Filmlerden Şarkılar: Pina

Hazırlayan: Harika Nazlı Özkan

Aşk, acı, yalnızlık
Aşk, mücadele, bağlılık
Aşk, bahar, heyecan
Aşk, hayal kırıklığı, hüzün
Aşk, özgürlük, mutluluk
Aşk, birleşme, güç
Aşk, hayat, çaresizlik
Aşk, tutku, DANS

“DANS ET, DANS ET.. Yoksa kayboluruz…” Pina Bausch

Dans sizi bir mekâna, bir kimliğe, farklı bir bedene ve duyguya götürebilir. İşte Pina’nın dans sahnelerin sizi götüreceği kesitlerden bazıları ve bu güzel koreografilere eşlik eden şarkılar;

Düşüş Sahnesi: Ayrılık, Vazgeçiş, Çaresizlik, Yıkım  – Jun Miyake – the Here and After

İlişkisini sonlandırmak isteyen bir kadın, buna izin vermek istemeyen bir adam… Vazgeçmiş bir kadının düşüşleri ve adamın her seferinde kadınını son anda yakalayıp, ilişkilerini düzeltme isteğinin gösterdiği dans sekansı.

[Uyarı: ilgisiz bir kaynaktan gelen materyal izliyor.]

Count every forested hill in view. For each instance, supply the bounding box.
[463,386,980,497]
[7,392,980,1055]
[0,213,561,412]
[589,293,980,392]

Cafe Müller Sahnesi: Hüzün, Başkalarının tarafından tekrar tekrar şekillendirilen ilişkiler, arketipleştirme – The Plaint – O Let Me Weep, For Ever Wee

Almodovar’ın ‘Talk to Her’ filminin kapanış sekansı da olan bu oyun, Pina’nın ailesinin çocukken gittiği kafeye gönderme yapmaktadır.

Sezon Yürüşü Sahnesi- Louis Armstrong- West And Blues

4 mevsimin canlandırıldığı dans sahnesidir. Bahar-yaz-sonbahar-kış-bahar-yaz-sonbahar-kış hayat Pina’nın kareografisinde akmaktadır.

Koşulsuz Aşk Sahnesi: Aşk, Sadakat, Tutku- Thom Hanreich- My One And Only Love

Bir kavşağın hemen yanında bir çiftin tutkuyla danslarını seyrederiz. Kadın bembeyaz bir elbise içerisinde, erkek siyah takım elbise giymiştir, bağlı bir çifte gönderme yapıldığını söyleyebiliriz.

Vollmond Sahnesi: Neşe, Tutku, Aşk, Enerji – Jun Miyake – Lillies in The Valley

İsmi dolunay anlamına gelen oyunda kadın-erkek ilişkileri sahnede önce sandalyelerin üzerinde sonra sular içerisinde dans ederlerken ele alınır.

Sarı ve Hüzün Sahnesi:  Yalnızlık, Hüzün, Depresyon – Thom Hanreich-Rooftop

Hanreich’in hüzünlü parçasında, bembeyaz bir odada hardal renkli uzun elbisesiyle kadın, sağa sola savrulurken hüznüyle sonbaharı getiriyor.

Win Wenders’ın yönetmenliğinde ünlü modern dans kareografı Pina Bausch’un filmini seyircisi olarak izlemiyoruz sadece. Aynı zamanda tüm  kareograf sahnelerinin o büyülü anına bir sahnede, kafede, sokakta, banliyöde, trapmvalyda, deniz kenarında, parkta tanık oluyoruz. Çekimlerine Pina hayattayken başlananan belgesel film, maalesef Pina hayatını kaybettikten sonra bitirilebilmiştir.

Dans sahnelerine eşlik eden güzel soundtrackleriyle filmi her izlediğimde, aynı zamanda Massive Attack, Chemical Brothers, Sia, ve Bjork gibi yakından takip ettiğim sanatçıların klibini bir de ben Pina eşliğinde kafamda yeniden çekiyorum.